Una nuova generazione tecnologica sta ripescando riferimenti estetici e contenuti dagli albori ludico-elettronici, con il fine di generare un forte legame con il passato per un futuro che tende al vintage.
Stride forse un po', ma alla fine tutto torna.

LOVE HULTÉN

 

Tra gli esempi più belli, troviamo il lavoro di Love Hulten, straordinario designer ed artigiano svedese, che crea oggetti romanticamente nostalgici fondendo la tecnologia alla tradizionale modellazione del legno.
Videogiochi Arcade da collezione, che trasudano genialità e odore del tempo.
Questo non è puro remake, e nemmeno semplice ispirazione. Qui si sta impreziosendo il passato.

LOVE HULTÉN - The golden Apple Macintosh

 

Ed ecco perchè The golden Apple Macintosh, sempre di padre Love Hulten, è così interessante. Si tratta della riproduzione del primo Macintosh, e contemporaneamente un omaggio al primo prototipo Apple, che in legno lo era davvero, minuziosamente fedele all'originale. All'interno è stato installato un contemporaneo Mac Mini, con lettore CD/DVD mascherato da unità floppy. Il mouse è la copia del suo antenato monotasto in versione wireless e la tastiera ha i tasti singolarmente placati d'oro.
Il futuro installato nella preziosa memoria.
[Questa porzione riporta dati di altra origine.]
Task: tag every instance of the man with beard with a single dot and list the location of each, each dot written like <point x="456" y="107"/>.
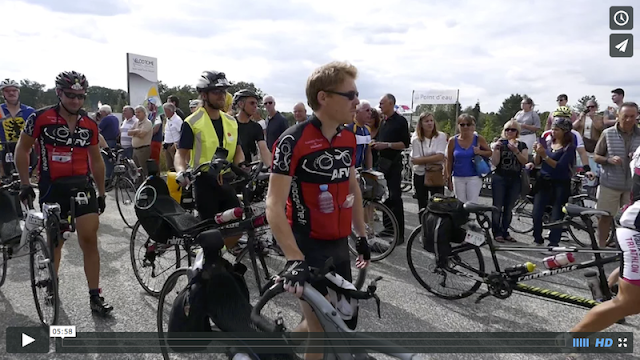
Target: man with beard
<point x="202" y="133"/>
<point x="251" y="136"/>
<point x="12" y="118"/>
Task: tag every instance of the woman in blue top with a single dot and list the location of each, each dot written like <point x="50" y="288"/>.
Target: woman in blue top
<point x="557" y="156"/>
<point x="461" y="172"/>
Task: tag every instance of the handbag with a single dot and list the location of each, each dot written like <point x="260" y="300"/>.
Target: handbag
<point x="483" y="168"/>
<point x="525" y="183"/>
<point x="433" y="173"/>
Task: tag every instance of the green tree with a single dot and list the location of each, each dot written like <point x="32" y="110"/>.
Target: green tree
<point x="31" y="93"/>
<point x="582" y="103"/>
<point x="510" y="106"/>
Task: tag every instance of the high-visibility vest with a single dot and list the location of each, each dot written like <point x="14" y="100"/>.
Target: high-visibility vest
<point x="205" y="138"/>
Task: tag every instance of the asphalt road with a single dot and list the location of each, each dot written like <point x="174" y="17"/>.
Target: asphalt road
<point x="406" y="306"/>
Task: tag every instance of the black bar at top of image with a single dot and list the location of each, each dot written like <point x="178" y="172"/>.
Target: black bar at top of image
<point x="372" y="342"/>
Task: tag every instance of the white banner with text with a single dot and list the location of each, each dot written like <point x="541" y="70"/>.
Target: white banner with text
<point x="142" y="79"/>
<point x="433" y="97"/>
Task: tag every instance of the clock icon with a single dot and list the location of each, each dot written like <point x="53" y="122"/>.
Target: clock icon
<point x="621" y="18"/>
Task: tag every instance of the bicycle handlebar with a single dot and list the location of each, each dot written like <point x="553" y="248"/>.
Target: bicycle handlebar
<point x="316" y="274"/>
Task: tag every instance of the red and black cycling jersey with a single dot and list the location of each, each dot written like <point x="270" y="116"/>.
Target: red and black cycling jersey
<point x="62" y="153"/>
<point x="303" y="153"/>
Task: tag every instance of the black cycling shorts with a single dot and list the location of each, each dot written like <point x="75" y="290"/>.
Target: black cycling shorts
<point x="211" y="198"/>
<point x="61" y="194"/>
<point x="316" y="253"/>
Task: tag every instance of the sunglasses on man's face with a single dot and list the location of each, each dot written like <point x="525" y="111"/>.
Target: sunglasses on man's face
<point x="349" y="94"/>
<point x="75" y="96"/>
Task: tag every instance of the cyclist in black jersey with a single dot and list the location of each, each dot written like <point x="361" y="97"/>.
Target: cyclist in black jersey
<point x="313" y="167"/>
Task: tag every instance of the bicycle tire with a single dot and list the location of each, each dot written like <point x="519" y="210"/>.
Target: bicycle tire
<point x="122" y="183"/>
<point x="53" y="283"/>
<point x="3" y="266"/>
<point x="412" y="266"/>
<point x="134" y="264"/>
<point x="518" y="213"/>
<point x="167" y="287"/>
<point x="396" y="231"/>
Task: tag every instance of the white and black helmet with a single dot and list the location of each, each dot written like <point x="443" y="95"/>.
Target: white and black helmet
<point x="210" y="80"/>
<point x="8" y="83"/>
<point x="244" y="93"/>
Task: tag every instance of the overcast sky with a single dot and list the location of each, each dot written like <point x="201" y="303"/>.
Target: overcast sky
<point x="487" y="49"/>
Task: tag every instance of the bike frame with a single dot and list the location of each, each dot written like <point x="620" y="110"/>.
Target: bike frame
<point x="515" y="280"/>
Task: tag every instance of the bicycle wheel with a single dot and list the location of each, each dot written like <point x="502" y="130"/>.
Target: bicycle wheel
<point x="176" y="282"/>
<point x="382" y="241"/>
<point x="443" y="282"/>
<point x="522" y="217"/>
<point x="125" y="195"/>
<point x="3" y="265"/>
<point x="41" y="262"/>
<point x="152" y="262"/>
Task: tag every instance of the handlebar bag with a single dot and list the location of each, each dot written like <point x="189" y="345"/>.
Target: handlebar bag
<point x="442" y="224"/>
<point x="10" y="229"/>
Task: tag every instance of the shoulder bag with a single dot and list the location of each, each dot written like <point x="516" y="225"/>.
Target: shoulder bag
<point x="433" y="173"/>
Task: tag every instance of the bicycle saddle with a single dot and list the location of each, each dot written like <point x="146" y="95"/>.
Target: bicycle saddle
<point x="210" y="240"/>
<point x="574" y="210"/>
<point x="478" y="208"/>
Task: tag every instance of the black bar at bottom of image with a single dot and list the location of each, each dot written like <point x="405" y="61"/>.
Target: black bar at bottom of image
<point x="371" y="342"/>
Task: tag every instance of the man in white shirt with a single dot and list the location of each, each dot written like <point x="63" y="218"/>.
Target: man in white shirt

MICHAEL MASON & IREGULAR - She & He

 

Altro interessante progetto è quello presentato da Michael Mason con l'agenzia interattiva Iregular.
La coppia di monitor rappresentano un colloquio tra maschio e femmina. I due hanno la capacità di parlare indipendentemente utilizzando frasi da Twitter, grazie ad un algoritmo che pesca a caso un pensiero che contenga la parola selezionata in precedenza. Da qui, sulla base delle risposte e delle parole contenute in esse, la conversazione prosegue all'infinito.
Ma l'attenzione di nuovo cade nella scelta stilistica adottata per il design di questo prodotto, che è di per sé attualissimo, ma vestito di un involucro e di una grafica che arriva direttamente dagli anni '80.
Un lettore automatizzato di social network con sembianze di un computer dei tempi in cui i social network neppure si potevano immaginare. Futuro e passato, di nuovo.